Ad for the Broadway production, at the Royale Theatre

All in Good Time is a comic play by Bill Naughton based on his 1961 Armchair Theatre television play "Honeymoon Postponed". Originally produced at the Mermaid Theatre in 1963 in London, it subsequently transferred to the Phoenix Theatre, and then to Broadway, where it ran for 44 performances in February and March 1965. The Broadway cast included Donald Wolfit, Marjorie Rhodes and Richard Dysart. It received Tony Award Best Actress and Best Featured Actress nominations for Marjorie Rhodes and Alexandra Berlin.

==Plot==
Teenage newlyweds living with the groom's parents, have difficulties consummating their marriage.

==Original production==
The play, directed by Josephine Wilson, opened on 6 March 1963 at Bernard Miles' Mermaid Theatre, London, before transferring to the Phoenix Theatre in the West End.

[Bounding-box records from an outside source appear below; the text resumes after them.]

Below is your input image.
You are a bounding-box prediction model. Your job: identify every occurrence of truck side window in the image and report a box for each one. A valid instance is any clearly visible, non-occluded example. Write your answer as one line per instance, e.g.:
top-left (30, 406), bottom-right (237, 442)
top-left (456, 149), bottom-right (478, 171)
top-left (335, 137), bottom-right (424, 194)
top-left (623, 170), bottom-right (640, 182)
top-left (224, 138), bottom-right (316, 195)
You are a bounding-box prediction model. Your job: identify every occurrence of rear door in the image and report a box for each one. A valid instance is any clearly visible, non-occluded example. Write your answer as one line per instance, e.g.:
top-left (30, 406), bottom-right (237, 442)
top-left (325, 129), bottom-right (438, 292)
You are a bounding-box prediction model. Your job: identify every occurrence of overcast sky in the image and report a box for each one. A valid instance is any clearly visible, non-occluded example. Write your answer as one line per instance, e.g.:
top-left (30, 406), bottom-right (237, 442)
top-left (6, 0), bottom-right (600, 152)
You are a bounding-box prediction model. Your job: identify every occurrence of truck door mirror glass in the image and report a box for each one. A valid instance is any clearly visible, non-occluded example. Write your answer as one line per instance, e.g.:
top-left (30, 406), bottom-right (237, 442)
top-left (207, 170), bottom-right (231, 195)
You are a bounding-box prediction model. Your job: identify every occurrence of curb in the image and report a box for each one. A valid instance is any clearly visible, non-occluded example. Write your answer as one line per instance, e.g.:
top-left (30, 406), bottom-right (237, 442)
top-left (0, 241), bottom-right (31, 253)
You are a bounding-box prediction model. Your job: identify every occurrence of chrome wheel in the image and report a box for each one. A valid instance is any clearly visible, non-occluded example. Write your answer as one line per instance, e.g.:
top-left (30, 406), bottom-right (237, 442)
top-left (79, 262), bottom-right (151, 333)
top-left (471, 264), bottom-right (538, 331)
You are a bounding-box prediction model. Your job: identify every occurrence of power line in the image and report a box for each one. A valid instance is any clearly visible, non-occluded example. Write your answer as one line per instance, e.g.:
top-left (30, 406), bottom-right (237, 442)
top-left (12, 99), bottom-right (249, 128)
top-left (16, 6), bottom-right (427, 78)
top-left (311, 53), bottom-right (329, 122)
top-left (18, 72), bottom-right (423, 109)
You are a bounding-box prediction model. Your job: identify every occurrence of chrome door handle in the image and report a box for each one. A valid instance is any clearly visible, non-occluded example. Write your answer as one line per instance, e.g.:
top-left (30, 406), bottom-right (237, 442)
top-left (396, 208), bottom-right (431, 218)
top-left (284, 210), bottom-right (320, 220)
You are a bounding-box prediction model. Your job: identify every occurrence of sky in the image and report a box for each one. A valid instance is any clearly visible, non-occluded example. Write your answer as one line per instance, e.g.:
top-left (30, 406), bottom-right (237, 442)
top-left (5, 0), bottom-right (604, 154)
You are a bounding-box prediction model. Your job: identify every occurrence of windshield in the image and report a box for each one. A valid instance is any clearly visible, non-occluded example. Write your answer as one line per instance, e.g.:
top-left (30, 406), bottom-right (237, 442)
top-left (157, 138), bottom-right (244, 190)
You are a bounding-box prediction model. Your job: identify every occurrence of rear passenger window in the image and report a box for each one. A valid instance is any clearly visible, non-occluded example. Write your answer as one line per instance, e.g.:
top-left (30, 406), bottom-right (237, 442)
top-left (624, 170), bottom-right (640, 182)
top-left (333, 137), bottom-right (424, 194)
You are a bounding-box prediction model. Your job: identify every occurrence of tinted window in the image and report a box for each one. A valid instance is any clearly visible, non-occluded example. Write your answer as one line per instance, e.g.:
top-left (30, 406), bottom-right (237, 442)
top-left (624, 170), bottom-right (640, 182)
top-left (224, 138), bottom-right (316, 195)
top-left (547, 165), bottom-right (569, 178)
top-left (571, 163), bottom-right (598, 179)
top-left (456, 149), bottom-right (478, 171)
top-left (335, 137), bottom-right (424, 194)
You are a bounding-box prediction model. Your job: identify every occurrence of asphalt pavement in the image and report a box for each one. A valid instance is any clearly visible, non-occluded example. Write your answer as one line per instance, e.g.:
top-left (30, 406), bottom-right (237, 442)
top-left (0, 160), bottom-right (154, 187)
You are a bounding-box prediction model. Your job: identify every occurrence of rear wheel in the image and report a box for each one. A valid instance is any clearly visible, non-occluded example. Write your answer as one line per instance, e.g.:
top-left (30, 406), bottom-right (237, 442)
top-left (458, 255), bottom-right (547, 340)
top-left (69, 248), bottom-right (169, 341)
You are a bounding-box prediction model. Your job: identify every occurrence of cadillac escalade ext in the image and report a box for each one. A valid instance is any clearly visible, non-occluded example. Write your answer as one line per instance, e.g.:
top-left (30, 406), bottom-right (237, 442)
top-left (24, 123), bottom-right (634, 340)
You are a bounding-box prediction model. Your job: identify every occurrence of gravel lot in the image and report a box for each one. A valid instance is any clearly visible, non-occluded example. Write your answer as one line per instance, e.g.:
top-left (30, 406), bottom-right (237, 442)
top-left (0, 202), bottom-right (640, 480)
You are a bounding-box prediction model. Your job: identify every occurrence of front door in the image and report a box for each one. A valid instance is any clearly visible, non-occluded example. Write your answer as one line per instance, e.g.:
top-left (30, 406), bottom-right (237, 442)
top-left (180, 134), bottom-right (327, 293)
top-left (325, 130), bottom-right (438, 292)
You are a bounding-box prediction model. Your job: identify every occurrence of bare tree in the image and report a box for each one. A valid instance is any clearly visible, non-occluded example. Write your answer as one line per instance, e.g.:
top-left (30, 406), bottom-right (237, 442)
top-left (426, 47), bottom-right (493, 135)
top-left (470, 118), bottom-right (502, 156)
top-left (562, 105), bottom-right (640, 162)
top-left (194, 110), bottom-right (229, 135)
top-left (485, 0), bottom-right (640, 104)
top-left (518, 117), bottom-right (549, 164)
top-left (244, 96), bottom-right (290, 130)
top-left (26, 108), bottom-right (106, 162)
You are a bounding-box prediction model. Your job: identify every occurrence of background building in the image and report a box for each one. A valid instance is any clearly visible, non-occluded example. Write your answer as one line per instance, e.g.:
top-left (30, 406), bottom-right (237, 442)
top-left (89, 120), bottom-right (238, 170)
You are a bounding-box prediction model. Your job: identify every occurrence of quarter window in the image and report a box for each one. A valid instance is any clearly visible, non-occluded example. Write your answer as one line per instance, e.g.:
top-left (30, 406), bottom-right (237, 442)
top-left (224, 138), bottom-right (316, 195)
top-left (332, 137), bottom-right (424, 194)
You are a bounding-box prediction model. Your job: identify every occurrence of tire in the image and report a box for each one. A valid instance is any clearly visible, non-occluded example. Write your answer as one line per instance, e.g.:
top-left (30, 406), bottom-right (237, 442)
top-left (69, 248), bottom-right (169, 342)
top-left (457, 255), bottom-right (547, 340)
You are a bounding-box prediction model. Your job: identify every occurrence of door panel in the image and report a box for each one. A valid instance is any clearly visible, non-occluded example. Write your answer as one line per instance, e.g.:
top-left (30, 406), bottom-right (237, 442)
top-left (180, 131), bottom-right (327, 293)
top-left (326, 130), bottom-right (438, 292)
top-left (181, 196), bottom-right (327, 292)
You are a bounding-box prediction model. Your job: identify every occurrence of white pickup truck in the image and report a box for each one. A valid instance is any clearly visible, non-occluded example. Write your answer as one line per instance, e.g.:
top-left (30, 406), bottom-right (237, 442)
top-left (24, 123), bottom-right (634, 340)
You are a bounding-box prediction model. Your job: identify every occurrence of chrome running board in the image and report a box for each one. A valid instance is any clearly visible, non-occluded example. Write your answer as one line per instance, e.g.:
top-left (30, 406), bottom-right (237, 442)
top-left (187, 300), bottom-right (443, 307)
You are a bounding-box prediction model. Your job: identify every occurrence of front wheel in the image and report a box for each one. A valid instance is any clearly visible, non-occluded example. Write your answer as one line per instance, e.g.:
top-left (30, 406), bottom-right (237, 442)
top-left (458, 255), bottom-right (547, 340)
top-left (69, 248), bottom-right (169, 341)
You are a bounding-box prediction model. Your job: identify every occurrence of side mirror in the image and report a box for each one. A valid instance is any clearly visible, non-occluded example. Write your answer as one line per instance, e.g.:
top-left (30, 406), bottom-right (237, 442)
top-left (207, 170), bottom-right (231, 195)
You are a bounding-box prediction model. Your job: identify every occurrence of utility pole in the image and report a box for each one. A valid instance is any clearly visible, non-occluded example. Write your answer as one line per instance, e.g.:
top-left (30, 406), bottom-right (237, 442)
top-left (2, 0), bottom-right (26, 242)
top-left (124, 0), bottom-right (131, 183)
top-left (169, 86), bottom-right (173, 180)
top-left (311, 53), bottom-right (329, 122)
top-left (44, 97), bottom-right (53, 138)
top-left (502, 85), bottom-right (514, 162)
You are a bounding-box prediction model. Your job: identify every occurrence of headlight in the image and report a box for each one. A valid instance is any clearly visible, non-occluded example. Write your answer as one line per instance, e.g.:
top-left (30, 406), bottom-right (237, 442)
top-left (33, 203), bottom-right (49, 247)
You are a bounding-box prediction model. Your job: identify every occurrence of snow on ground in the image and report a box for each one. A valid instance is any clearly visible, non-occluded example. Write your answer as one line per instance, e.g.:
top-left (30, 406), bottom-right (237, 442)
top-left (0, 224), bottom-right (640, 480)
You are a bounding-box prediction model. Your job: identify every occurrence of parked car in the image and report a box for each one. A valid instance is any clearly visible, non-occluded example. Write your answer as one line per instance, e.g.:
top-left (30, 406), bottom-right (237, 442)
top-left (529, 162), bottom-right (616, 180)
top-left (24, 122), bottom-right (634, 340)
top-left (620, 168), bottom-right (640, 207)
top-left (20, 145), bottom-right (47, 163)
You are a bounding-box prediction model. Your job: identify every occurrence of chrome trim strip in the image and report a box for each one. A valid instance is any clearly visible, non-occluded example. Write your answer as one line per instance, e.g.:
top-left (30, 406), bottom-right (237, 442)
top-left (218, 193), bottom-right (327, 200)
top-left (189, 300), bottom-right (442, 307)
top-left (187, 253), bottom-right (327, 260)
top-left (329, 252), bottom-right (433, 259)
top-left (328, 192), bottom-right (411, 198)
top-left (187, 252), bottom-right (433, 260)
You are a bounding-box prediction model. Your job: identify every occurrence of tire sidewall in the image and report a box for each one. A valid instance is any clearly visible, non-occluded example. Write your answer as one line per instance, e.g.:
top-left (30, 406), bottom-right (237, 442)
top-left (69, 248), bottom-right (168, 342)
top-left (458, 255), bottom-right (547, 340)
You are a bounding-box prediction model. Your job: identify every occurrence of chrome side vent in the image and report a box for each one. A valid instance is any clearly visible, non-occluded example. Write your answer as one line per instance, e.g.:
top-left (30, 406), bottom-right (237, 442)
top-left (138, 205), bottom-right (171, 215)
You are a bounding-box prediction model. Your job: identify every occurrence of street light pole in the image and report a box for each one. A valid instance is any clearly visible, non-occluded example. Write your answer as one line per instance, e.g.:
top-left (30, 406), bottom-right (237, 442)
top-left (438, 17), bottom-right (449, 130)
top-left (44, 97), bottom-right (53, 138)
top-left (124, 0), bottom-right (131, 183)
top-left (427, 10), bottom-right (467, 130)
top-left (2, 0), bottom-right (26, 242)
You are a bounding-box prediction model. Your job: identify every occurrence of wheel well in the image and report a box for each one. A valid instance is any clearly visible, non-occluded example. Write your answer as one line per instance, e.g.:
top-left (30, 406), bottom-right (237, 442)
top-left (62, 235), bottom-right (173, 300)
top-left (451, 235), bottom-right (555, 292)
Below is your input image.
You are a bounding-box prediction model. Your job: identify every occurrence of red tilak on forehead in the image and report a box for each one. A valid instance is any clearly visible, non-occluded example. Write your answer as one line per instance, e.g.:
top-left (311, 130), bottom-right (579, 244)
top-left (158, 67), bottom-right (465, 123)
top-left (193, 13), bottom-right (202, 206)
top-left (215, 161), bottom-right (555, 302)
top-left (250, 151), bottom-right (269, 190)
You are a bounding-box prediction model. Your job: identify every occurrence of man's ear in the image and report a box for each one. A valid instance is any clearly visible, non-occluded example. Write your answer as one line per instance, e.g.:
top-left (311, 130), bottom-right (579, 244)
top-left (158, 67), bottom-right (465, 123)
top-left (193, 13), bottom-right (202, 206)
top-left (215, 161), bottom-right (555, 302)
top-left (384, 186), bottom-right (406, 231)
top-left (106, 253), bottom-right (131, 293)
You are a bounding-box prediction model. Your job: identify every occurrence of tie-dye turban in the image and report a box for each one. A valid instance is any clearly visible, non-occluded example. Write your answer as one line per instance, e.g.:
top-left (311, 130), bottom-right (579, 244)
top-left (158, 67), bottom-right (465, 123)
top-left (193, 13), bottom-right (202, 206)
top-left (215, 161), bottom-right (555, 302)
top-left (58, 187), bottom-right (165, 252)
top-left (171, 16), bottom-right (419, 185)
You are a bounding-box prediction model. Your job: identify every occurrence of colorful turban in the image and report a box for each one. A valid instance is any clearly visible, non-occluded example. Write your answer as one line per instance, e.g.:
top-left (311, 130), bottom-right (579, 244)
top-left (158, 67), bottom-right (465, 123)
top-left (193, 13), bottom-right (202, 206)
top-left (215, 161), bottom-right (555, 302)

- Arthur Fitton - 	John Pickles
- Eddie Taylor - 	Laurie Asprey
- Ezra Fitton - 	Bernard Miles
- Geoffrey Fitton - 	Edward Petherbridge
- Joe Thompson - 	Peter Welch
- Leslie Piper - 	Donald Eccles
- Liz Piper - 	Maureen Pryor
- Lucy Fitton - 	Marjorie Rhodes
- Molly Thompson	- Mary Quinn
- Uncle Fred - 	John McKelvey
- Violet Fitton - 	Lois Daine

==Original Broadway production==
The play, directed by Donald McWhinnie, opened at the Royale Theatre, New York, on 18 February 1965 and closed on 27 March 1965.

- Violet Fitton - Alexandra Berlin
- Liz Piper - Hazel Douglas
- Uncle Fred - Richard A. Dysart
- Geoffrey Fitton - John Karlen
- Eddie Taylor - Terry Lomax
- Arthur Fitton - Brian Murray
- Lucy Fitton - Marjorie Rhodes
- Joe Thompson - Eugene Roche
- Rosalind Ross - Molly Thompson
- Leslie Piper - John Sharp
- Ezra Fitton - Donald Wolfit

==Adaptations==
The play was adapted for the 1966 film The Family Way.

All in Good Time (2011) shares much of the plot of The Family Way but it features a Hindu couple, and their planned honeymoon destination is Goa, not Majorca.